Common assurance challenges include:

  • assurance checks being considered for the complete range of systems and processes feeding into the VAT return, such as minor and manual billing, journals and staff expenses
  • potentially greater risks with the tax codes of new in-period products, customers or suppliers and these should be selected for review
  • assurance checks on products or services where the tax code has been changed in-period should be selected for review
  • an over-reliance on simple ‘top 10’ checks, or automated checks, could identify only a small number of dominant customers or suppliers. A stratified approach (selecting one transaction from many major suppliers or customers) gains greater assurance coverage
  • considering substantive follow-up checks when errors are found within a particular transaction.

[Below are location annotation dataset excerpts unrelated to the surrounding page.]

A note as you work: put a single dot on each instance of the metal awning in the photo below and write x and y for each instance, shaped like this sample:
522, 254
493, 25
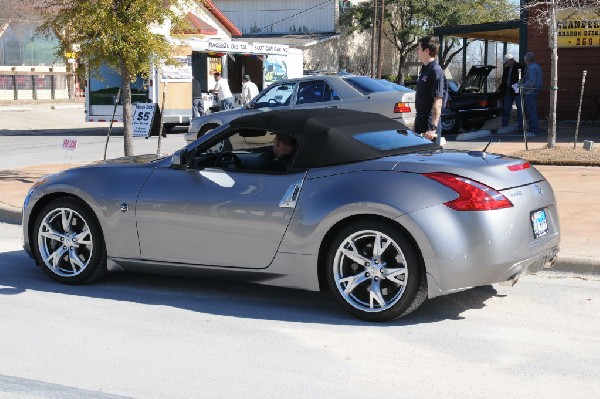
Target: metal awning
504, 31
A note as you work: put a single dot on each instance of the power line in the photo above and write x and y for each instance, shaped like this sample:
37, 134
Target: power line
294, 15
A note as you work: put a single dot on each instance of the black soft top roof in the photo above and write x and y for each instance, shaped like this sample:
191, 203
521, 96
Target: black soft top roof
325, 136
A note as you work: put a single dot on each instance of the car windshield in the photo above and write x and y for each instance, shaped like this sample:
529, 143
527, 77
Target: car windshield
276, 96
394, 86
391, 139
367, 85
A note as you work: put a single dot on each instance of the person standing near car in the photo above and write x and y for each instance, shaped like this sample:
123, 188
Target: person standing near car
532, 83
508, 95
432, 89
197, 101
223, 92
249, 90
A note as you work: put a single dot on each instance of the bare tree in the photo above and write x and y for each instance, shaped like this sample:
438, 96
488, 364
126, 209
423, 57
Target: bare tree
550, 14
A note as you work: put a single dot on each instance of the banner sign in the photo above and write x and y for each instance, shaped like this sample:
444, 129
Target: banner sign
69, 144
579, 28
223, 46
142, 119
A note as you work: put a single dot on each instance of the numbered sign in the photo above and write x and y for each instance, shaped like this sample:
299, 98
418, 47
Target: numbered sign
69, 144
142, 119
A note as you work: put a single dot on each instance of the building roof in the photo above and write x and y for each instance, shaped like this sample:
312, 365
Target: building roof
503, 31
297, 41
214, 10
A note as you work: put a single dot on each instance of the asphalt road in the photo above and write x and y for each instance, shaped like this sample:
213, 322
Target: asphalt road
34, 135
134, 335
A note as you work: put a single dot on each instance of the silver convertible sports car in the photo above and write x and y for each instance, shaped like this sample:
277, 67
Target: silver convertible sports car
362, 206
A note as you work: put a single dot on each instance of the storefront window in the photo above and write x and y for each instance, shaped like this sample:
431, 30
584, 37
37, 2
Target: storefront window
19, 45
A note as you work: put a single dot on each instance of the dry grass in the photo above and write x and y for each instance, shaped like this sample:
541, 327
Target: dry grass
562, 154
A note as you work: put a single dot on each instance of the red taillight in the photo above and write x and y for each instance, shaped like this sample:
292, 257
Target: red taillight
401, 108
472, 195
521, 166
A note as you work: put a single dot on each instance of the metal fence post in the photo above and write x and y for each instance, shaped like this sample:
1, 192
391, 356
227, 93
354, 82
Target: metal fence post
15, 90
579, 109
52, 86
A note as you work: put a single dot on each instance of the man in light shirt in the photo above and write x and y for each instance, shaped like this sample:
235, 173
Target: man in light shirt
223, 92
249, 90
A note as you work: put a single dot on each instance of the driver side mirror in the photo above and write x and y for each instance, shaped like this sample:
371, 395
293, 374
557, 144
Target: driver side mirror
178, 159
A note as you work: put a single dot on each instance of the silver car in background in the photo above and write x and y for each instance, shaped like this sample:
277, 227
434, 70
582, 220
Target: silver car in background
366, 208
346, 91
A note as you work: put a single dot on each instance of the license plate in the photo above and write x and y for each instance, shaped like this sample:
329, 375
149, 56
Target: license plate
539, 223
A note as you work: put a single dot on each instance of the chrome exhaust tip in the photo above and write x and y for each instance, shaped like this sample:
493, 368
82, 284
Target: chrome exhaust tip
550, 263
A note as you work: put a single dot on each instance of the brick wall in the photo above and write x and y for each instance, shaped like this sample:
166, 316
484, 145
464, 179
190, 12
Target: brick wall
571, 64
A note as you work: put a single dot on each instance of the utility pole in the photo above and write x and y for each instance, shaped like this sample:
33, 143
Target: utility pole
379, 53
373, 31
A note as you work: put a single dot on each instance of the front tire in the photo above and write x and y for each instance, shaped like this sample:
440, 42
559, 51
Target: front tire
374, 272
68, 242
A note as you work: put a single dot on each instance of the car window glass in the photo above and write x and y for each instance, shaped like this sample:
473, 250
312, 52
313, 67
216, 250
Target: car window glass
246, 150
276, 96
391, 139
367, 85
315, 92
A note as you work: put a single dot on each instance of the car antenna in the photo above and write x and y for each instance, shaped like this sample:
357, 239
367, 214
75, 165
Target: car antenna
489, 142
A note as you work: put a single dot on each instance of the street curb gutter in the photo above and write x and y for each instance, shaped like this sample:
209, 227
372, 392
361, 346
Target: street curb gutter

These could include, for example, examining all similar transactions for the customer, supplier or product for a longer time period
  • where automatic duplicate checks might rely on one unique reference or field – checks should contain sufficient key fields, or different combinations of fields, to pick up possible duplicate records. ‘Fuzzy match’ options (approximate match) can be successful in picking up near matches that actually refer to the same variable
  • even-handed assurance — checking both under and over payments — should be the goal of a good system of control

Trend based checks on VAT totals

Analysing VAT trends is another form of detective control, providing a ‘sense check’ for the VAT period in terms of expected business activity, trading cycle or season.

Examples include:

  • percentage check on output tax to period sales
  • percentage check on input tax to period purchases
  • total and percentage comparisons to previous VAT reporting period
  • total and percentage comparison to same VAT period last year
  • total and percentage comparisons per tax code to previous VAT reporting periods
  • total and percentage comparisons per tax code to same VAT period last year
  • top 10 customers trend
  • top 10 suppliers trend
  • net tax payment or repayment compared to forecast
  • payments on account compared to forecast
  • check reason for net tax repayment if unexpected for period

VAT return submission

Control points

  1. Relevant checks are performed by a reviewer in line with the process note to ensure VAT Return accuracy, including but not limited to ensuring that all relevant checks and controls were completed.
  2. VAT Return is signed off by authorised individual before submission.
  3. Submission is made in line with the API requirement.
  4. A sense check of the figures reported per the VAT workings and the figures displayed for submission through the API is carried out prior and post submission to HMRC.
  5. Full audit trail of end-to-end VAT preparation process is available and saved for every VAT return submitted.
  6. Returns are submitted on time (on or before the due date).
  7. Submission receipt and submitted return are kept in line with record keeping requirements.
  8. VAT return periods are closed down in VAT compliance software to restrict changes post submission to HMRC.